Semazen Kıyafeti ve Sembolleri
Semazen kıyafetinin bugünkü hâliyle ne zamandan beri kullanıldığı veya bu tarzın hangi yüzyılda benimsendiği konusunda net bir bilgi mevcut değildir. Ancak, Mevlevilik geleneğinde belirginleştirilen bir usulün öyle kolay kolay bozulmadığı hatırlanırsa, kıyafetteki bu tarzın da çok eskilere dayandığı söylenebilir. Buna göre bir semazen kıyafetinin parçaları ve anlamları şunlardır:
Bir düşman gibi kapkara olan nefsi temsil eden; bundan dolayı insanın bütün bedenini kaplar büyüklükte olan ve sema’a başlarken çıkarılan (arınılan) hırka; ölünce başucuna dikilen mezar taşını temsil eden külah (sikke); içine giyilen beyaz gömlek; onun üstüne giyilen uzun kollu beyaz yelek (destegül); bele bağlanan kemer (elif-i nemed; elfî nemed); dar paçalı pantolon; son yüzyıllarda kullanılmaya başlanan ve dönüşü (çark) kolaylaştıran tabanı köselesiz yumuşak deriden yapılmış mest ve sema ederken daire şeklinde açılmasıyla gözlerden gönle mesajlar ileten tennure. Bu da: “Ölmeden önce öldüm ve sana geldim ey Rabbim” mesajını içerir ve kefeni temsil eder. Ayrıca tarihte padişahlar ve büyük kişiler tarafından özel kişilere hediye edilen elbiselere (hilat) ithafen bu mana çerçevesinde de değerlendirilir ve manevi makamdan giydirilen bir kıyafet olarak telakki edilir (bk. Tennure*).

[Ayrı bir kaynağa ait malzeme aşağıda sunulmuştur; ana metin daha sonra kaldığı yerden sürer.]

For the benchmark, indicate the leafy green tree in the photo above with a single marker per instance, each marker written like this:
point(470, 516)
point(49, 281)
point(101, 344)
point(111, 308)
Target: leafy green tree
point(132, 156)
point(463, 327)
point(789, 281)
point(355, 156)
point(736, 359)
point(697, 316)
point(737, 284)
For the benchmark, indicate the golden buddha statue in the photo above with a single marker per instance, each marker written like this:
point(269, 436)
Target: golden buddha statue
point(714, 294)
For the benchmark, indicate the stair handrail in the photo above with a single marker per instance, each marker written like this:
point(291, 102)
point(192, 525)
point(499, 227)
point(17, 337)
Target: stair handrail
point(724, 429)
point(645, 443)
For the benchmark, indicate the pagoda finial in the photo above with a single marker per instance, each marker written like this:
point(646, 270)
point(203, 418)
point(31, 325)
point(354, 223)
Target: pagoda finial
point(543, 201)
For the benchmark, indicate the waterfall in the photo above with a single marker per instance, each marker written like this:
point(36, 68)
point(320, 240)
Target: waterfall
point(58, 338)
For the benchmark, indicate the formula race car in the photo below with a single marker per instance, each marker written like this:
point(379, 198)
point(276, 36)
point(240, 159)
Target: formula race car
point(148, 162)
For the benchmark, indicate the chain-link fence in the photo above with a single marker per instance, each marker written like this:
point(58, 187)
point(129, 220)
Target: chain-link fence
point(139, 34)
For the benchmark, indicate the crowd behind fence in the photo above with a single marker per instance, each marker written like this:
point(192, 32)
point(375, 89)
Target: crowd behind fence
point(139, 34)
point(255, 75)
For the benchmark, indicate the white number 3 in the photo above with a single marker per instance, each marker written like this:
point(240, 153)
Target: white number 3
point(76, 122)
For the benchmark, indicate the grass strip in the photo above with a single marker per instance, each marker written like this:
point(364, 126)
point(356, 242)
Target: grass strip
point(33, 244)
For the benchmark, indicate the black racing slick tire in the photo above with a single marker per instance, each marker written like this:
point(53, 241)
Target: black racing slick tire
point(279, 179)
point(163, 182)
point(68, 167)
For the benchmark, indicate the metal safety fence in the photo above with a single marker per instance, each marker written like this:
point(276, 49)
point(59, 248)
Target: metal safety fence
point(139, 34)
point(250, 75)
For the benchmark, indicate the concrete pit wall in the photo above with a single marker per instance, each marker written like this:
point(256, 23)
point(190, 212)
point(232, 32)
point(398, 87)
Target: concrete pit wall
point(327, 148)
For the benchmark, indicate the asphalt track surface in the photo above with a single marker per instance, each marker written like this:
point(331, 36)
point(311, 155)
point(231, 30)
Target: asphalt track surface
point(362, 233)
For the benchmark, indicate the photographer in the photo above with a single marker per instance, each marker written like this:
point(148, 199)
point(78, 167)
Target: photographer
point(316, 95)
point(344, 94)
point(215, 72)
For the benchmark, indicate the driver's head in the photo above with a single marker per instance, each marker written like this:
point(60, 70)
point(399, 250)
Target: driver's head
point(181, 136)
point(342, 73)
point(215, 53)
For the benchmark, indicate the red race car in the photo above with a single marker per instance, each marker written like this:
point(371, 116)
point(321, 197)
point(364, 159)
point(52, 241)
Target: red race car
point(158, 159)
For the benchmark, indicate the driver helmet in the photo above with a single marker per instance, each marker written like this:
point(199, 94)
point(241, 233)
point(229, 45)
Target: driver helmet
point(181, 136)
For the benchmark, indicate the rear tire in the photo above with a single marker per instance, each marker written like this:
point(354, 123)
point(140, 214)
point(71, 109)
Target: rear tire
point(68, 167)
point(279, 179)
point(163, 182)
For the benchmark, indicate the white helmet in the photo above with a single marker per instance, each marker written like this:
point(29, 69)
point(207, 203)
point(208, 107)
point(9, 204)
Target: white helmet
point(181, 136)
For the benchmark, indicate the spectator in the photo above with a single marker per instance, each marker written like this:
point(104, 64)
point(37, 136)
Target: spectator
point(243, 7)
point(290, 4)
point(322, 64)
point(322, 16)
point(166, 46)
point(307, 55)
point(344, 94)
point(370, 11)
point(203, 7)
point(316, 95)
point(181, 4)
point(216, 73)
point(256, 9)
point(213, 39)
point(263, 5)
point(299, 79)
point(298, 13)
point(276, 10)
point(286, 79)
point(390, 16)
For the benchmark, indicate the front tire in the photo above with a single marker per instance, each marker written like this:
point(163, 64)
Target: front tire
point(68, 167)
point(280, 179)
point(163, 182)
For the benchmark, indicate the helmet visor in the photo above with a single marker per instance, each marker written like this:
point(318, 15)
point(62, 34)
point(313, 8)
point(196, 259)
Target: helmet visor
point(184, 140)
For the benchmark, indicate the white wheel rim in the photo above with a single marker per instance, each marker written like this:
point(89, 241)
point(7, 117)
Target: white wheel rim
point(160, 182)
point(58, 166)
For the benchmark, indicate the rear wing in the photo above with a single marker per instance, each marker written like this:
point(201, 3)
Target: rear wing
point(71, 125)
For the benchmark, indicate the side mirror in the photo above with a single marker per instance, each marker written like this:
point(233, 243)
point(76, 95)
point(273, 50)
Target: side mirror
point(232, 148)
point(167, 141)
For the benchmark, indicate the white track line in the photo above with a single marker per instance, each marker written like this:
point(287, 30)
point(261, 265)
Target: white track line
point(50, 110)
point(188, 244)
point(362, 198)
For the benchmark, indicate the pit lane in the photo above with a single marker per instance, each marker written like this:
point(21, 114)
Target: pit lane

Semazen kıyafetinin içerdiği bu anlamlar yanında, sema’a başlamadan semazenin kollarının iki omzuna değecek şekilde çapraz durması (niyaz), Arap harfleriyle yazılan “Allah” kelimesinin “elif”ini; sema’a başladıktan sonra kollarını iki yana açarak sağdan sola, yani “gönül”e doğru dönmesi, kâinatı bütün kalbiyle kucaklaması; yukarı dönük olan sağ avucu ile Hak’tan aldığını, avuca yere dönük olan sol eli ile halka dağıtması anlamlarını da barındırır. Ayrıca semazenin sema ederken ellerini iki yana açması yine Arapçada “lâ” yani yoktur; “Lâ ilâhe ill’allâh”ın (Allah’tan başka ilah yoktur) ifadesidir.
Sadece gözle seyredildiğinde bile insanları etkileyen ve 800 yıla yakın bir tarihi geçmişi olan bu anlamlı dönüş Birleşmiş Milletler Eğitim, Bilim ve Kültür Örgütü (UNESCO) tarafından da koruma altına alınmış ve yozlaştırılmadan gelecek kuşaklara doğru bir şekilde aktarılması ve usulüne göre yapılması konusunda çalışmalara başlanmıştır. UNESCO’nun Kasım 2005 tarihinde aldığı bu tarihî kararla da sema, Somut Olmayan Kültürel Dünya Mirası (SOKÜM) listesine alınarak günümüz küresel dünya kültürü arasında resmî olarak yerini almış oldu. Kültür ve Turizm Bakanlığı da 22 Ekim 2008 tarihinde bir genelge yayımlayarak bu manalı “dönüş”ün aslına uygun mekânlarda ve ehil kişiler tarafından yapılması yönünde ilgilileri uyarmıştır.